Writing a scripting language

For a long while I have wanted to improve my workflow when using procedurally generated content in my games, often getting tied up with implementation details rather than designing good algorithms. Recently I finally created a tool to help solve some of these issues: a custom scripting language to generate a grid of tiles, which can then be used to create objects in-game.

Note: The implementation/example code is given in C#, but should hopefully be clear enough to implement in other languages. If there is any confusion please let me know!

# basic roguelike rooms
# start from the center
Center
# build a starting room
Rect cursor 1 {3,6} {3,6}
loop {6,8}
# dig a corridor to the next room.
# this moves the cursor to the new position
Digger cursor 1 10 0.9 0.2
Rect cursor 1 {3,6} {3,6}
endloop
# outline the tiles with a wall
Expand8 1 2

It’s not so bad, apparently

If you’d have asked me a month ago about writing a language I would have said it’s a ridiculous endeavour and that I’d struggle to get it done. It just seemed so daunting, with little benefit compared to the work involved.
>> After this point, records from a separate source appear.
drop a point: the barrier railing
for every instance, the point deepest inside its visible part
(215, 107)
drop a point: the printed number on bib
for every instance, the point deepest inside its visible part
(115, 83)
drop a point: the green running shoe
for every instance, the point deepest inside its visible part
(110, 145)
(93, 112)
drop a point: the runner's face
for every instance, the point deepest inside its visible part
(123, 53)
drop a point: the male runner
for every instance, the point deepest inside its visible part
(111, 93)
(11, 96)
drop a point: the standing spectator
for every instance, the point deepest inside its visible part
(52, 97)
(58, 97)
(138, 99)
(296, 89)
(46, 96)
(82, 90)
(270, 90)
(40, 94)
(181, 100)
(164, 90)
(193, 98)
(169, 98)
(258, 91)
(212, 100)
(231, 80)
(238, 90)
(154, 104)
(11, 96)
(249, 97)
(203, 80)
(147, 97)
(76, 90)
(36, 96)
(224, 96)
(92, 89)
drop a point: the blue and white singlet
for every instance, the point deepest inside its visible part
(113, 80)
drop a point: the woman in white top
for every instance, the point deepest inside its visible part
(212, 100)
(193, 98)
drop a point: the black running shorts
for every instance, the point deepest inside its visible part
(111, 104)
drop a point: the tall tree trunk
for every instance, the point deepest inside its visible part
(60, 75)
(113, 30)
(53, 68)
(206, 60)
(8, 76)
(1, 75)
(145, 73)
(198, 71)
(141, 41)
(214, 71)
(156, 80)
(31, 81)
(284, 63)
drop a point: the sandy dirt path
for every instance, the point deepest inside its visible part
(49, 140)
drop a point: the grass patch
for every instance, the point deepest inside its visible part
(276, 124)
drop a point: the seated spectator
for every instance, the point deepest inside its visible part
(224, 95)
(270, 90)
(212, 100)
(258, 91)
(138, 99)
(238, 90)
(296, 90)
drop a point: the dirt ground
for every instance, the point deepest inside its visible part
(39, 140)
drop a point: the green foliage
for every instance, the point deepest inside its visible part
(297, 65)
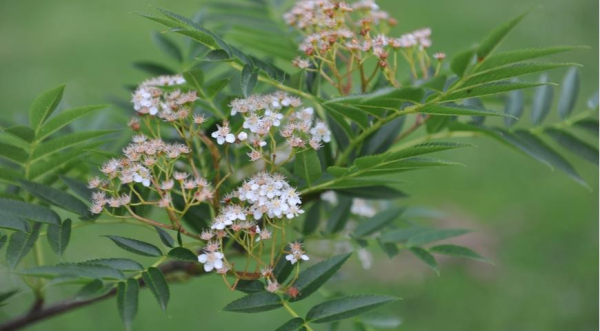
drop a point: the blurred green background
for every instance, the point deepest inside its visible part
(539, 227)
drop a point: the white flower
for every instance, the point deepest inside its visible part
(321, 132)
(223, 134)
(211, 261)
(360, 207)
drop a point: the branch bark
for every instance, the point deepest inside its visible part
(41, 312)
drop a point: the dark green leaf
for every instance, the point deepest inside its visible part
(64, 118)
(542, 101)
(426, 257)
(255, 303)
(339, 216)
(44, 105)
(491, 41)
(12, 222)
(346, 307)
(551, 157)
(377, 222)
(574, 144)
(514, 107)
(29, 211)
(461, 61)
(457, 251)
(308, 166)
(504, 58)
(152, 68)
(316, 275)
(312, 219)
(155, 280)
(215, 87)
(295, 324)
(432, 235)
(136, 246)
(165, 237)
(20, 243)
(127, 301)
(489, 89)
(248, 79)
(372, 192)
(195, 78)
(59, 235)
(183, 254)
(13, 153)
(568, 94)
(168, 46)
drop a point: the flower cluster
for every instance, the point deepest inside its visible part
(149, 163)
(262, 113)
(157, 97)
(351, 33)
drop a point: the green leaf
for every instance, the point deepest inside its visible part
(155, 280)
(457, 251)
(183, 254)
(214, 87)
(312, 219)
(514, 106)
(432, 235)
(542, 101)
(195, 78)
(56, 145)
(308, 166)
(377, 222)
(491, 41)
(13, 153)
(568, 94)
(19, 244)
(311, 279)
(44, 105)
(59, 235)
(91, 290)
(79, 270)
(339, 216)
(12, 222)
(152, 68)
(136, 246)
(295, 324)
(29, 211)
(510, 71)
(461, 61)
(574, 144)
(117, 263)
(504, 58)
(23, 133)
(490, 89)
(127, 301)
(165, 237)
(551, 157)
(255, 303)
(590, 125)
(451, 109)
(64, 118)
(248, 79)
(57, 198)
(217, 55)
(346, 307)
(426, 257)
(168, 46)
(5, 295)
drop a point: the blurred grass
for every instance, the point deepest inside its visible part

My intention was just to have a list of instructions that execute one after another, but after tinkering with ideas, I slowly realised what I was actually making, and it all started to seem less scary after all.

Starting with the basics

The first thing I did was to write up my basic ideas and thoughts about how it should work, both to get some advice and to think about how it would work from a higher concept level. I knew what kind of functions I wanted, and writing up this stuff helped me think about it much more clearly. This included an example script.

The idea was simple:

  • Read each line of text, and execute a function if it recognised it from the first word
  • Ignore any line that isn’t recognised, to allow for comments and blank lines
  • Replace {a,b} with a random number between a and b
  • Repeat code between loop and endloop blocks, the specified number of times
  • Execute specific lines of code with the execline function, as a simple “function” mechanism

It would run something like this:

This seemed like a simple enough concept for me to work with, but I was really unhappy with the execline function. I wanted it because I thought it would solve small code duplication problems (I could just change line 5 here and all the rooms would be consistent), but in practice it barely solved any problems, and meant I had to keep track of line numbers when *writing* the script. I wanted writing scripts to be as simple as possible.

Enter GOTO, RETURN, and LABEL

I didn’t initially want to touch these functions, because I had assumed they’d be too complex to work with. I wanted to make something really simple to implement, and not deal with “real” programming language features as much as possible.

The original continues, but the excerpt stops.